# Dennis Rodman is in trouble



## Old Hipster (Jan 24, 2014)

Read on Leon

Just this part explains alot of the problem.

Rodman, who checked into rehab last week to combat his alcoholism, is under investigation by the U.S. Treasury Department for allegedly presenting Kim with more than $10,000 in luxury gifts during his most recent trip to Pyongyang, according to The Daily Beast.


http://msn.foxsports.com/buzzer/sto...-000-in-gifts-to-north-korean-dictator-012414


----------



## Vivjen (Jan 24, 2014)




----------



## Gracie (Jan 24, 2014)

That guy is a fruitloop. Even when sober.


----------



## SeaBreeze (Jan 24, 2014)

I'm still scratchin' my head over that whole relationship.  Don't know much about Rodman other than his appearance here and there, did see him on that old Dr.
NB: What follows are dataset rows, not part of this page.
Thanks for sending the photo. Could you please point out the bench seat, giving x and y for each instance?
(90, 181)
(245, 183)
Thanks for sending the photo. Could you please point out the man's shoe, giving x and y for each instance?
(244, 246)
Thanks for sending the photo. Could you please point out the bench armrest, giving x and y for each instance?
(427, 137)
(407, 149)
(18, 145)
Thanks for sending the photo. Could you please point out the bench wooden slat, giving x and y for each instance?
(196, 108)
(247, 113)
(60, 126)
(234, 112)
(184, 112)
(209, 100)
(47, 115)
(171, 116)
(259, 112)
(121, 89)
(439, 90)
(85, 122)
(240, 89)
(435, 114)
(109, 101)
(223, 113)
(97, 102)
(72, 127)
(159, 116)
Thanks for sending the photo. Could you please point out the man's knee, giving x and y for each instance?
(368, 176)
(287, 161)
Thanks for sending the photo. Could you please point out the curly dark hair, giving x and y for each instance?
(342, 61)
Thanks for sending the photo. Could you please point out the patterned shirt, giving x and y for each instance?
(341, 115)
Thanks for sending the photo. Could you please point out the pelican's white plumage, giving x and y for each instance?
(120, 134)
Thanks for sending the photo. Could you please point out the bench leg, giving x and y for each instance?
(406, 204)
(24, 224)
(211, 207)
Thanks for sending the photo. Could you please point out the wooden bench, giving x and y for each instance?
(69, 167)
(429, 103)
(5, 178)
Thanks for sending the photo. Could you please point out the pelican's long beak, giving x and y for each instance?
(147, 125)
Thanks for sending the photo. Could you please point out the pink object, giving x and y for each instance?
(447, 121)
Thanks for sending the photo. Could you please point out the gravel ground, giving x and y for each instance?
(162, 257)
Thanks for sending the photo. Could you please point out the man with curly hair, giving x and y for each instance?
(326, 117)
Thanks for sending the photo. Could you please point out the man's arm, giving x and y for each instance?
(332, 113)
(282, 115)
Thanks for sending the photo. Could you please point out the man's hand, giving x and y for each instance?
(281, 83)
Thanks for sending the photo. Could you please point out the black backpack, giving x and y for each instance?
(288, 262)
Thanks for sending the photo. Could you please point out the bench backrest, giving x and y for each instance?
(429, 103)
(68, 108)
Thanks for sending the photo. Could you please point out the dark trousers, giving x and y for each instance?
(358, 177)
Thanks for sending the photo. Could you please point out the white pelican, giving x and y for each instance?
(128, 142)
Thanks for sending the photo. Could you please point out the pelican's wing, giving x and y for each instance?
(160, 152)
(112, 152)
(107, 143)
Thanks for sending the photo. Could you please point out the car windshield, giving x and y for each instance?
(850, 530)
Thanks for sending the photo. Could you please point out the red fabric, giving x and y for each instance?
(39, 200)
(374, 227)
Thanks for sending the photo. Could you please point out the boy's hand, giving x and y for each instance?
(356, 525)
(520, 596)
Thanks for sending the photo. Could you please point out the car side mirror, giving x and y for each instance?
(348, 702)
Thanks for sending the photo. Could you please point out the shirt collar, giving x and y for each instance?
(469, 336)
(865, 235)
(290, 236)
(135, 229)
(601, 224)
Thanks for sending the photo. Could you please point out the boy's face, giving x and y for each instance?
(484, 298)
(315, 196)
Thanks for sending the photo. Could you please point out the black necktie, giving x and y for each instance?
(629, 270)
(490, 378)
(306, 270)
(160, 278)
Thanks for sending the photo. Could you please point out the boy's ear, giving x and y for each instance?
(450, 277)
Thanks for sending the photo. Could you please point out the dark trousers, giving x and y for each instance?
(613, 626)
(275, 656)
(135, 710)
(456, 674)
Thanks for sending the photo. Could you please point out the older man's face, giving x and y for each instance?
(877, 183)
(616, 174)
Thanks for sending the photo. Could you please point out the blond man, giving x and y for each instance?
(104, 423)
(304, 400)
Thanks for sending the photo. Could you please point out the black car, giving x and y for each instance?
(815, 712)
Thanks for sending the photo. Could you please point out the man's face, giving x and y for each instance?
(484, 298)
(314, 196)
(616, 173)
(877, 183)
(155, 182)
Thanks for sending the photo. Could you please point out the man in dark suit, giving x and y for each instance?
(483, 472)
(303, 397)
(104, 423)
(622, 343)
Drew celebrity rehab show...he seemed to have a lot more issues other than drinking/drugs.


----------



## SifuPhil (Jan 24, 2014)

Wow.

Hey, maybe he's a civilian spy for the CIA, and this is just part of his cover - or an extraction method, when they declare him PNG. 

...

Naw, Fran is right - he's a fruitloop.


----------



## Old Hipster (Jan 24, 2014)

SifuPhil said:


> Wow.
> 
> Hey, maybe he's a civilian spy for the CIA, and this is just part of his cover - or an extraction method, when they declare him PNG.
> 
> ...


Phil, now you are going to have one of the alphabets nosin' around here, a bot is going to pick up what you typed.


----------



## SifuPhil (Jan 24, 2014)

Old Hipster said:


> Phil, now you are going to have one of the alphabets nosin' around here, a bot is going to pick up what you typed. View attachment 4602



Oh, yeah, I guess I should explain - 

"PNG" = "Psycho-Nut Guy"


----------



## Vivjen (Jan 25, 2014)

SifuPhil said:


> Oh, yeah, I guess I should explain -
> 
> "PNG" = "Psycho-Nut Guy"


 
I thought you meant persons non grata, and you were going to send him back to North Korea!


----------



## SifuPhil (Jan 25, 2014)

Vivjen said:


> I thought you meant persons non grata, and you were going to send him back to North Korea!



Actually that IS what I meant, but as Old Hipster reminded me I'm probably being watched by the NSA ...


----------



## Vivjen (Jan 25, 2014)

SifuPhil said:


> Actually that IS what I meant, but as Old Hipster reminded me I'm probably being watched by the NSA ...


Sorry........they will pick me up too then!


----------



## SifuPhil (Jan 25, 2014)

Vivjen said:


> Sorry........they will pick me up too then!



If we're going to share a cell, do you play chess? I'll bring my board ... oh, and I snore, so, sorry ahead of time.


----------



## That Guy (Jan 25, 2014)

Fran said:


> That guy is a fruitloop. Even when sober.



I'll take that as a compliment...


----------



## Vivjen (Jan 25, 2014)

SifuPhil said:


> If we're going to share a cell, do you play chess? I'll bring my board ... oh, and I snore, so, sorry ahead of time.



I have played chess, but not too well...


----------